Русский роман - Меир Шалев 8 стр.


Левин, который никогда не видел свою сестру голой, задрожал от гнева и стыда. Он читал письмо во время своего короткого обеденного перерыва. Мимо него шли по пыльной улице такие же парни, как он, в поношенной рабочей одежде, брели поблекшие и потные девушки, во взглядах которых читались нужда и болезни, и проходили господа в белых пиджаках и шикарных туфлях, никогда не тонувших в песке. Один из них задержал на нем взгляд, который Левину не понравился, и он встал с мергелевой глыбы, на которой сидел, и вернулся к работе.

"Все послеобеденное время я думал только об одном - как пойду вечером к сикомору, что на холме, сяду там в темноте и смогу подумать".

Но вечером, когда он с трудом взобрался на песчаный холм, дотащился до сикомора и уже собирался упасть под ним, чтобы отдышаться, он увидел парня и девушку, которые "валялись там, как свиньи". Их взгляд вынудил впавшего в отчаяние Левина повернуться и уйти на берег.

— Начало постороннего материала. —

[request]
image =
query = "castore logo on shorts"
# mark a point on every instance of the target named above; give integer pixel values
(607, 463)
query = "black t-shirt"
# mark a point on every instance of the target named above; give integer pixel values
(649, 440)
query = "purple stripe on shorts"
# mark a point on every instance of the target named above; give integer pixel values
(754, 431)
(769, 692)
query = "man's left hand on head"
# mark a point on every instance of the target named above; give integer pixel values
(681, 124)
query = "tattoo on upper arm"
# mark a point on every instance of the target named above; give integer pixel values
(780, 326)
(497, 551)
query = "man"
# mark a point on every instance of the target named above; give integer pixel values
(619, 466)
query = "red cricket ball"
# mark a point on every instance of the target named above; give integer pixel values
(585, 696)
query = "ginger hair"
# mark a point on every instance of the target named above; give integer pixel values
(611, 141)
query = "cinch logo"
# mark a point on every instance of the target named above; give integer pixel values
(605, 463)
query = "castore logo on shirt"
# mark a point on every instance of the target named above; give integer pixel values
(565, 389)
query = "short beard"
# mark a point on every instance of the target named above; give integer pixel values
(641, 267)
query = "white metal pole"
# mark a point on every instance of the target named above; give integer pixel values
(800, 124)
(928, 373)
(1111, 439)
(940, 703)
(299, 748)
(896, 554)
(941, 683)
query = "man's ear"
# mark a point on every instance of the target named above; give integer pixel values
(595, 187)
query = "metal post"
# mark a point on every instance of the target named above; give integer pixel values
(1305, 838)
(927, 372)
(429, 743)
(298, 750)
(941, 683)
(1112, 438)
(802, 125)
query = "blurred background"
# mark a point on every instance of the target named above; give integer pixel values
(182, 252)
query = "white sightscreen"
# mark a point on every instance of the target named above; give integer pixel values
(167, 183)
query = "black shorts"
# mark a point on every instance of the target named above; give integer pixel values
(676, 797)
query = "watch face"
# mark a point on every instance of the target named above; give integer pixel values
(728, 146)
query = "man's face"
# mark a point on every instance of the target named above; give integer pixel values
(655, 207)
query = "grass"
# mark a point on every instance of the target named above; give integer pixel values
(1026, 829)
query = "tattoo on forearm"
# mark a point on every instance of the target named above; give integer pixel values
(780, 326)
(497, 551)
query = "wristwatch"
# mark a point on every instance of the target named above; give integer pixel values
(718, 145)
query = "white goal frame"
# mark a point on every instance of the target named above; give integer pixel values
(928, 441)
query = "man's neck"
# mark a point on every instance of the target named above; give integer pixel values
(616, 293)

Наутро он отправился в банк в Яффо и спросил там работу. Ему повезло. У него был очень красивый почерк, некоторые познания в счетоводстве и приятная, вызывающая доверие улыбка. Его приняли кандидатом в помощники одного из служащих, и уже через год он стал кассиром, носил белый пиджак и соломенную шляпу, его руки залечились и опять стали мягкими и гладкими. Он расхаживал по берегу моря в легких туфлях, слышал по ночам пение еврейских парней и девушек и шепот, доносившийся с песчаного холма, чуял запах горького чая, прихлебываемого из жестянок, и сердце его трепетало.

Но в этот момент, когда удача как раз начала поворачивать к нему свое лицо, вспыхнула, так я понял из его рассказов, одна из войн. Турецкие власти выгнали бабушкиного брата, вместе со всеми остальными жителями, из города.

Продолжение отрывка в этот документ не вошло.